2. Dieser Vorbereitungsdienst unterbrach nicht den zeitlichen Zusammenhang einer anschließenden Arbeitslosigkeit mit den vorausgegangenen Ersatzzeittatbeständen, so daß die Arbeitslosigkeit noch eine Ersatzzeit ist (Fortführung von BSG 1976-05-04 1 RA 49/75 = SozR 2200 § 1251 Nr 21).
Verfahrensgang
SG Speyer (Urteil vom 09.03.1977; Aktenzeichen S 7 A 116/75) |
Tenor
1. Auf die Berufung des Klägers werden das Urteil des Sozialgerichts Speyer vom 9. März 1977 und der Rentenbescheid der Beklagten vom 10. Oktober 1977 geändert.
Die Beklagte wird verurteilt, bei dem vorgezogenen Altersruhegeld des Klägers die Monate September und Oktober 1936 als weitere Beschäftigungszeit nach § 16 FRG und die Zeit von Oktober bis Dezember 1949 als weitere Ersatzzeit anzurechnen.
2. Im übrigen wird die Berufung zurückgewiesen.
3. Die Beklagte hat dem Kläger 1/4 der außergerichtlichen Kosten beider Rechtszüge zu erstatten.
4. Die Revision wird zugelassen.
Tatbestand
Die Beteiligten streiten um die Nachentrichtung von Beiträgen und die Anrechnung weiterer Zeiten bei dem vorgezogenen Altersruhegeld des Klägers.

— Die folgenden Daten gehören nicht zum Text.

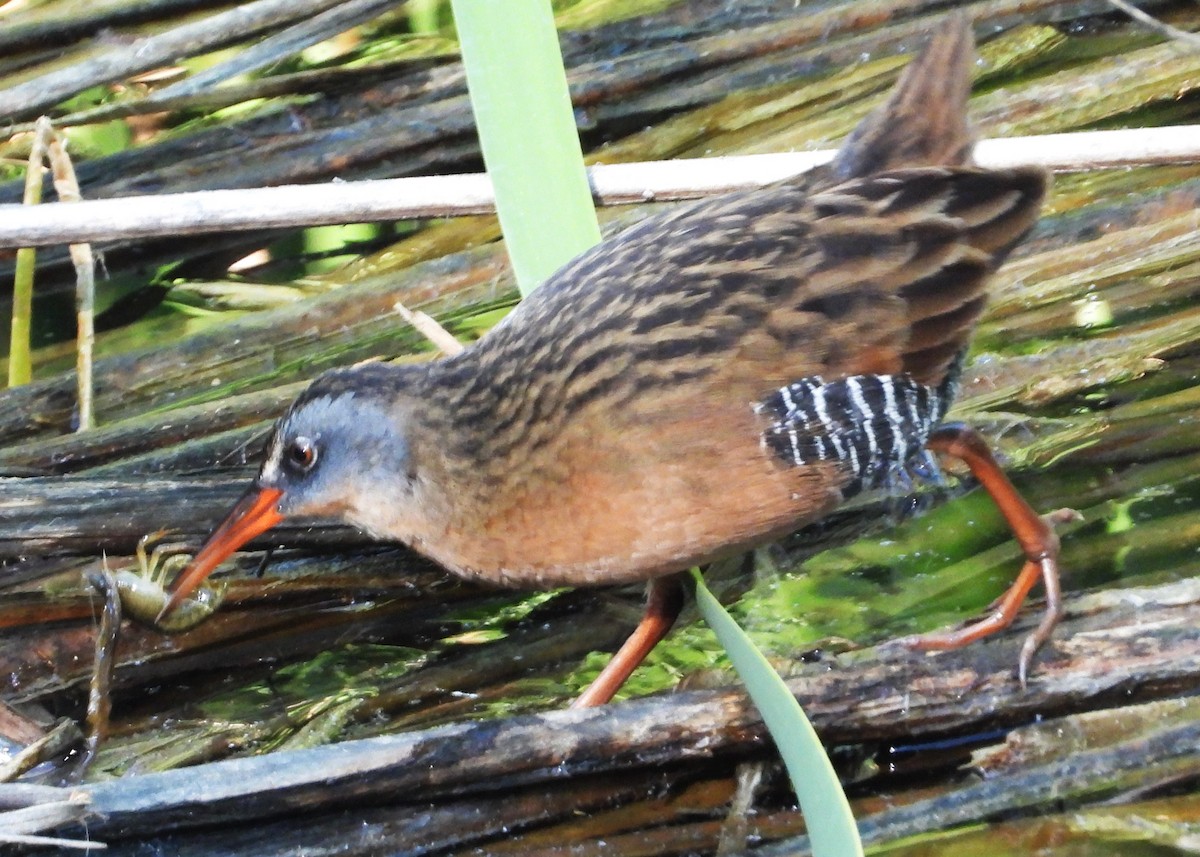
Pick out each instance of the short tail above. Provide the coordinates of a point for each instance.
(924, 120)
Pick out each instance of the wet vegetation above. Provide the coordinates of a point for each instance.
(376, 705)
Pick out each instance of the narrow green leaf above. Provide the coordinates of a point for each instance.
(832, 828)
(527, 131)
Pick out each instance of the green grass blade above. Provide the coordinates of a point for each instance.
(527, 131)
(832, 828)
(21, 366)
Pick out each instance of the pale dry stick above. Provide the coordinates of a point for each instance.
(1159, 27)
(67, 186)
(21, 361)
(449, 196)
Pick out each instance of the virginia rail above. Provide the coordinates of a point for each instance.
(706, 381)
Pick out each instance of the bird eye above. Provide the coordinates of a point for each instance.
(303, 454)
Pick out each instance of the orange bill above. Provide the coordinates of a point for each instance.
(255, 514)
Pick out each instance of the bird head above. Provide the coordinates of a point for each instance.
(341, 451)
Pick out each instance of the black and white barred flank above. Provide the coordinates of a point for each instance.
(875, 425)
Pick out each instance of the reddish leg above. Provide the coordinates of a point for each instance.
(664, 600)
(1032, 531)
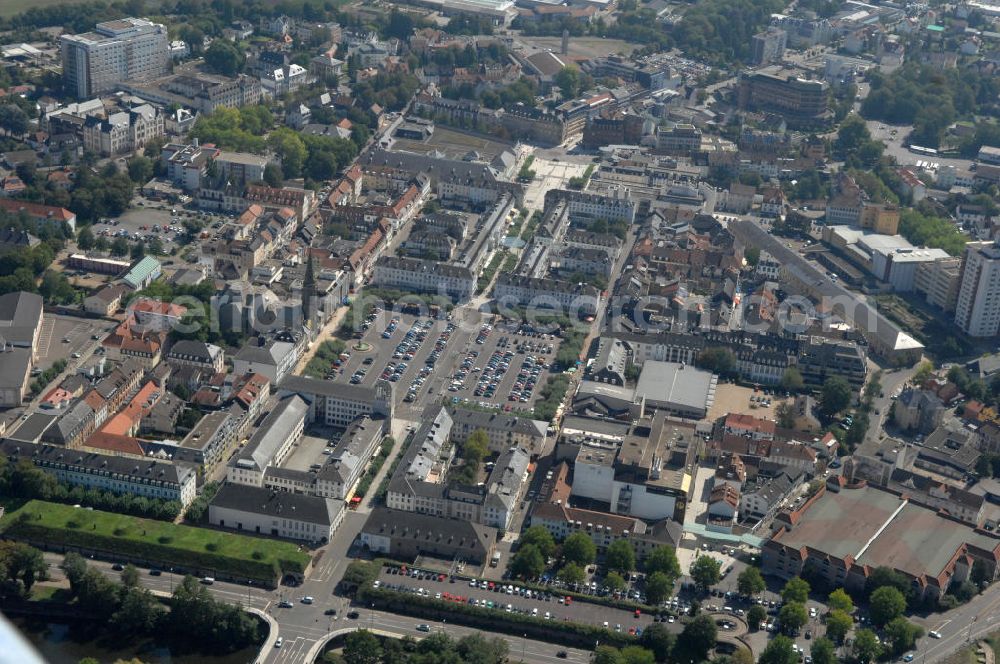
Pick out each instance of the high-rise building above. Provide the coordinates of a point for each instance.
(128, 49)
(977, 311)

Der am … 1910 geborene Kläger studierte Rechts- und Staatswissenschaften und promovierte an der deutschen Universität in P.. Vom 11. November 1976 bis zum 30. April 1937 war er Advokaturskandidat bei Rechtsanwalt Dr. H. in K. und anschließend Richteramtsanwärter in Pi. und P.. Nach dem Anschluß des Sudetenlandes an Deutschland wurde der Kläger als Gerichtsreferendar übernommen, legte die große Staatsprüfung ab, wurde am 19. Februar 1940 als Soldat zur deutschen Wehrmacht eingezogen und während des Kriegsdienstes zum Amtsgerichtsrat ernannt. Er kehrte am 2. August 1948 aus russischer Kriegsgefangenschaft zurück. Seit 7. August 1948 lebt er in der Bundesrepublik. Ab 25. Oktober 1948 leistete der Kläger einen Vorbereitungsdienst von neun Monaten zur Einarbeitung in deutschen Recht, die vorgeschriebene Eignungsprüfung legte er zum nächstmöglichen Termin am 28. Oktober 1949 vor dem Landesjustizprüfungsamt München erfolgreich ab. Danach war er zunächst arbeitslos und dann ab Januar 1950 – unterbrochen durch wiederholte Arbeitslosigkeit – als juristischer Mitarbeiter bei verschiedenen Rechtsanwälten tätig (Januar bis Juli 1950 bei Rechtsanwalt Dt. E. in T., August und September 1951 bei Rechtsanwalt L., im Bad R., anschließend bis Mai 1952 und erneut im August und September 1952 bei Rechtsanwalt Dr. W. in Bad R., von Januar 1953 bis 15. Juni 1954 bei Rechtsanwalt H. in K. und zuletzt vom 16. Juni 1954 bis zum 13. März 1973 bei Rechtsanwalt Dr. Sch. in K.). Versicherungsbeiträge entrichteten Rechtsanwalt L. und ab Januar 1959 Rechtsanwalt Dr. Sch.. Für die übrigen Zeiten wurden von keinem Arbeitgeber des Klägers Versicherungsbeiträge geleistet. Die Beiträge für August und September 1951 sowie für Januar 1959 bis September 1961 wurden nach § 73 Abs. 2 des Gesetzes zu Art. 151 Grundgesetz – der Kläger bezieht nach diesem Gesetz Versorgungsbezüge – erstattet. Für die Zeit von Januar 1956 bis September 1961 hat der Kläger Beiträge nach Art. 2 § 49 a Abs. 2 Angestelltenversicherungs-Neuregelungsgesetz (AnVNG) nachentrichtet.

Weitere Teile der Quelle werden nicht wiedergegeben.